One of the researchers told CMU that their testing demonstrates that the lyric regurgitation seems to be closely related to Suno’s ReMI lyric generation model, which was released in late 2024, noting that when selecting the ‘original’ setting in the lyrics tool, it does not cause regurgitation of existing songs, and it is only when ReMi is activated that the issue occurs, adding “I can’t explain why this is the case, but I experimented with trying with and without ReMi lyrics and only the ReMi creations resulted in existing song lyrics”. 

The news that Suno regurgitates lyrics is no real surprise - the company has been open about the fact that its training data included copyright protected music, and is currently the subject of various copyright infringement lawsuits, including one from the RIAA - to do with sound recordings - and another from German collecting society GEMA, focused on the copyright infringement of compositions. 

GEMA is also pursuing a separate lawsuit against ChatGPT, focused on copyright infringement relating to lyrics, saying that it was able to identify “diverse” infringement by ChatGPT. “In addition to use of the original texts without permission, unauthorised adaptations (‘hallucinations’) and infringements of moral rights were found”, says GEMA about its legal action against ChatGPT.

In a blog post published in response to the RIAA’s lawsuit against Suno, founder and CEO Mikey Shulman said that lawsuit was “fundamentally flawed on both the facts and the law”, adding that it was “yet another instance” where the music industry “chose litigation over innovation”. 

Pushing back against the idea that Suno’s technology was a “mere parrot” that was “copying and repeating”, Shulman said that Suno “helps people create music through a similar process to one humans have used forever: by learning styles, patterns, and forms (in essence, the ‘grammar’ of music) and then inventing new music around them”. 

“Suno is designed for original music”, he continued, adding “we prize originality”, and that the company has “myriad controls in place” to stop people “trying to copy existing music”. This, said Shulman, is something that Suno does “more aggressively than any other company in the industry” with “originality-guarding features” that include “checking for and preventing copyrighted content in audio uploads, and disallowing artist-based descriptions in requests to generate music”.

Although that restriction on artist-based descriptions may be in place for requests to generate and render musical compositions, those guard rails clearly don’t extend to its lyric writing AI models, and significantly, there is a clear copyright infringement on the output of the AI model, not just on the input during training. 

While training may or may not be covered by fair use or copyright exceptions - an argument which is being tested in courts around the world just now - it’s much harder to make an argument that outputting and displaying entire lyrical works is not copyright infringement. 

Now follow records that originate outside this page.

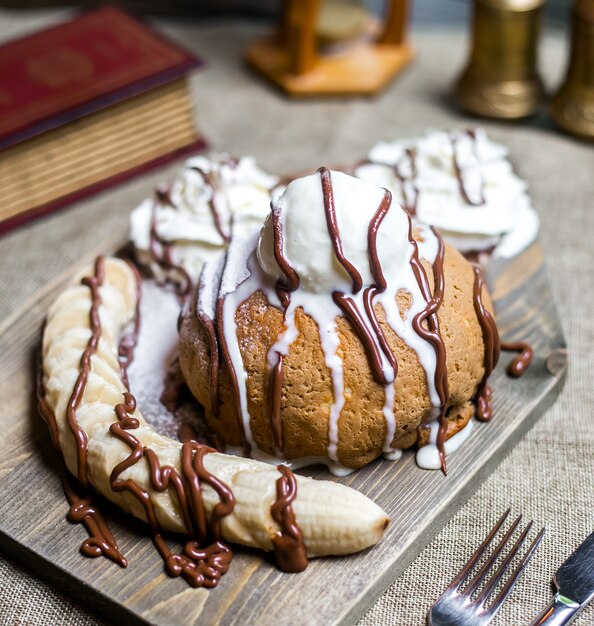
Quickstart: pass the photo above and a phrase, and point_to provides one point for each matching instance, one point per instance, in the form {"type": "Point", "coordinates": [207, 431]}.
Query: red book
{"type": "Point", "coordinates": [103, 59]}
{"type": "Point", "coordinates": [73, 69]}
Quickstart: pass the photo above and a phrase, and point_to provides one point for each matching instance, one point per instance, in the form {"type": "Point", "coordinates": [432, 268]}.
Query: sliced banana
{"type": "Point", "coordinates": [333, 518]}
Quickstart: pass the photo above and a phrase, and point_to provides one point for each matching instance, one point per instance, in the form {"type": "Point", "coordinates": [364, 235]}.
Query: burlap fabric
{"type": "Point", "coordinates": [550, 474]}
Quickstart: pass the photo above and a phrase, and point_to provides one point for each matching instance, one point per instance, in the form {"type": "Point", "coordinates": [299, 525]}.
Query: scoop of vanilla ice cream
{"type": "Point", "coordinates": [444, 165]}
{"type": "Point", "coordinates": [307, 245]}
{"type": "Point", "coordinates": [209, 200]}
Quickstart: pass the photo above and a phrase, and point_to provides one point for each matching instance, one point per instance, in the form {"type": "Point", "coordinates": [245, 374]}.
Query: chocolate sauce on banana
{"type": "Point", "coordinates": [290, 551]}
{"type": "Point", "coordinates": [80, 436]}
{"type": "Point", "coordinates": [519, 364]}
{"type": "Point", "coordinates": [101, 541]}
{"type": "Point", "coordinates": [484, 410]}
{"type": "Point", "coordinates": [200, 566]}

As GEMA notes in its legal action, not only are lyrics protected by copyright, but displaying lyrics in an interface - for example simultaneously displaying lyrics as a track plays in a music streaming service - is an exploitation of the graphical right - the “rights to the written text image”. 

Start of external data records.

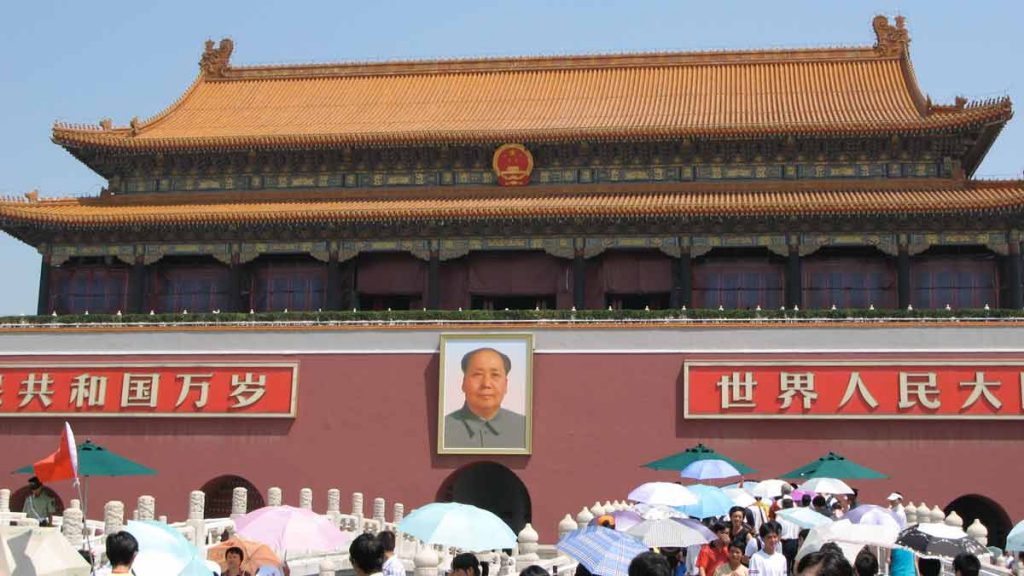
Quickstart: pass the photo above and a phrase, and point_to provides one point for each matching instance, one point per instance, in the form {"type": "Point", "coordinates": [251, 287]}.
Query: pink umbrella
{"type": "Point", "coordinates": [287, 529]}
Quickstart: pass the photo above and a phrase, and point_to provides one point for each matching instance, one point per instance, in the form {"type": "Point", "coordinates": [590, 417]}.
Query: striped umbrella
{"type": "Point", "coordinates": [601, 550]}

In a statement to CMU in response to our findings, GEMA says “Generative AI tools such as the music tool Suno make uninhibited use of compositions and texts that do not belong to them. As many providers of generative AI, they have deliberately ignored copyright law in the past, and they are using protected works created by humans without their consent and profit financially from them. This must change. GEMA’s lawsuit against Suno Inc. is therefore part of an overall concept of measures taken by GEMA, at the end of which there will be fair treatment and remuneration for authors”.